Если гендиректора ОРТ в самом деле заказал Березовский, то мотив его мог быть совершенно иным; знающие люди говорят, что незадолго до гибели разругались они окончательно. Контроль над каналом утекал у Березовского на глазах; реальная власть находилась в руках Листьева, но снять его теперь было невозможно, — Кремль никогда на это не пошел бы. Прогремевшие в ночном подъезде выстрелы разрешили эту проблему окончательно и бесповоротно: власть на ОРТ вернулась к Березовскому — теперь уже на долгие годы вперед. Немудрено, что подозрение мгновенно пало на его лысоватую голову. („Были серьезные подозрения, — говорил по этому поводу шеф МВД Анатолий Куликов, — что гибель Листьева спровоцирована экономическими разногласиями на телеканале ОРТ, входившем в сферу влияния Бориса Абрамовича^)
На другой же день после смерти Листьева в офисе „ЛогоВАЗа“ на Новокузнецкой улице был проведен обыск.
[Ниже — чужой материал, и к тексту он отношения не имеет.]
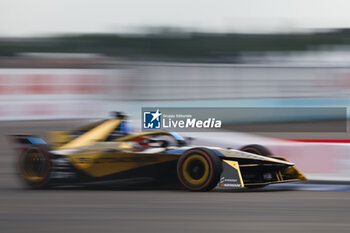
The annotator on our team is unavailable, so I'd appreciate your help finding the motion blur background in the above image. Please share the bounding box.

Кстати, невольным свидетелем его оказался и заехавший пообедать в „ЛогоВАЗ“ Юмашев. Руководивший операцией начальник отдела столичного РУОПа Валерий Казаков признавался, что ему приказывали задержать и самого Березовского, но тот сумел скрыться. Из здания, угрожающе потрясая табельным пистолетом, его вывел сотрудник ФСБ Александр Литвиненко, тот самый, что станет впоследствии политэмигрантом и „жертвой путинского режима“.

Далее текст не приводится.